If you listen to my podcast, and I hope you do because I have adopted a chimpanzee named Bongo that needs to eat, then you know my mission statement is: “85% of the world is stupid, welcome to the 15%.” As I continue on my journey of life I actually believe I may have underestimated that figure as I am constantly confused on a daily basis. Could someone please explain to me some of the following observations and questions that hound me?
- Why is there a man dressed in a cowboy outfit on my TV that wants to send me a lubed catheter for free?
- Why is it an amazing event that you can prepare your own food?
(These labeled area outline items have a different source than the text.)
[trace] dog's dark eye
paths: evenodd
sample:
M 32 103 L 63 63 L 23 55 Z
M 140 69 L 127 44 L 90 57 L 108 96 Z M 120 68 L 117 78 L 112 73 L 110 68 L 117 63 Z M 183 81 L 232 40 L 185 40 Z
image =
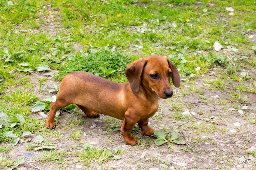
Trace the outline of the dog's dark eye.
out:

I do it on a daily basis but I have never felt the urge to take a picture of it and post it on Facebook?
- When people say “Back in the day” are they referring to a particular day of the week? A certain decade? I like to think of prehistoric times when man discovered fire and the wheel.
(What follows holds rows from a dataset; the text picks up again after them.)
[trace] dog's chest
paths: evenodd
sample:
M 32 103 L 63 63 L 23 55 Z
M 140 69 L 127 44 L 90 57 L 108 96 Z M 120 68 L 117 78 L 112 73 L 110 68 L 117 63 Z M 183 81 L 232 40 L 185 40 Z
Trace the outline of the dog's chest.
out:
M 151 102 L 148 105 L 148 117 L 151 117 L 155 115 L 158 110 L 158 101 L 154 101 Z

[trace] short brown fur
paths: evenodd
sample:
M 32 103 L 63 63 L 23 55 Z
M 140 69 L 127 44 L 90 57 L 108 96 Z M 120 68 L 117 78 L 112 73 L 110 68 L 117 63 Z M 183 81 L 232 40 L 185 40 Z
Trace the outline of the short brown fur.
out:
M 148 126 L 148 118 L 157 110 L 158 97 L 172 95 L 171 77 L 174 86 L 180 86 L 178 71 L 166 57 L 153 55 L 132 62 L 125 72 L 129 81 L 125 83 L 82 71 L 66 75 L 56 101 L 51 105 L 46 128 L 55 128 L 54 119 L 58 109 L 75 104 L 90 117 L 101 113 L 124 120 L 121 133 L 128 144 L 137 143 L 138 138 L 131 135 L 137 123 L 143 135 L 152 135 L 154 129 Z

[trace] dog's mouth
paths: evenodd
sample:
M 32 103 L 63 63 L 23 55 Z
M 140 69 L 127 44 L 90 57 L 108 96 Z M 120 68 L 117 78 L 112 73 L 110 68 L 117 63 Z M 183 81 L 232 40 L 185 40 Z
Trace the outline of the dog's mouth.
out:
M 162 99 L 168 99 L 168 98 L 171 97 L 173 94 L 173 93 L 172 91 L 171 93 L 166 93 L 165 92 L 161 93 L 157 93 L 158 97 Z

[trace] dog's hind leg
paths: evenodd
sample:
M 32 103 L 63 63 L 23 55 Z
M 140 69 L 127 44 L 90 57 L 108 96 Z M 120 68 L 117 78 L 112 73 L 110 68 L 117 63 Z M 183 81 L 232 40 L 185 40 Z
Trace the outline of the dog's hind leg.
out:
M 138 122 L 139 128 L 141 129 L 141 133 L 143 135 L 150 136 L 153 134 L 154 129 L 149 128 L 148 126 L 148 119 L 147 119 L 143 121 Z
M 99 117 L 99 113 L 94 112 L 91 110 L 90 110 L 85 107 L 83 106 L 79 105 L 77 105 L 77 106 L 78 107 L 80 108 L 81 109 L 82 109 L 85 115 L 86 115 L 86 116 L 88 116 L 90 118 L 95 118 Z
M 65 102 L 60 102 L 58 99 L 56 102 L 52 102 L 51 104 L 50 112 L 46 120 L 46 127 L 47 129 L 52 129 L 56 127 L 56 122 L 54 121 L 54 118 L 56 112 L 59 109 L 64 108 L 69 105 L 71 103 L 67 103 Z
- Why do I look at people that buy lottery tickets and think they don’t “shave down there?”
- Why do car dealers insist on shouting in their commercials yet when you go to their showroom to buy a car they speak at a normal sound level?
- George Washington and Abraham Lincoln were great leaders and icons in our nation’s history but I’m sure they would wonder why we celebrate their birthdays by lowering prices on mattresses.
- Why do atheists say “Bless you” after you sneeze?
- Why does every guy behind the counter at a tire store always have a toothpick in his mouth?
- Does the person in front of me that has twenty six items in their shopping cart at the grocery store’s express lane realize I’m thinking they are a jackass?
- When I go to the dentist does he realize that I am looking to see if he trims his nose hairs?
These are just some of the questions that roar through my mind and perhaps the reason why I need to take pills on a daily basis and never expect to find a Mensa member at the bus station.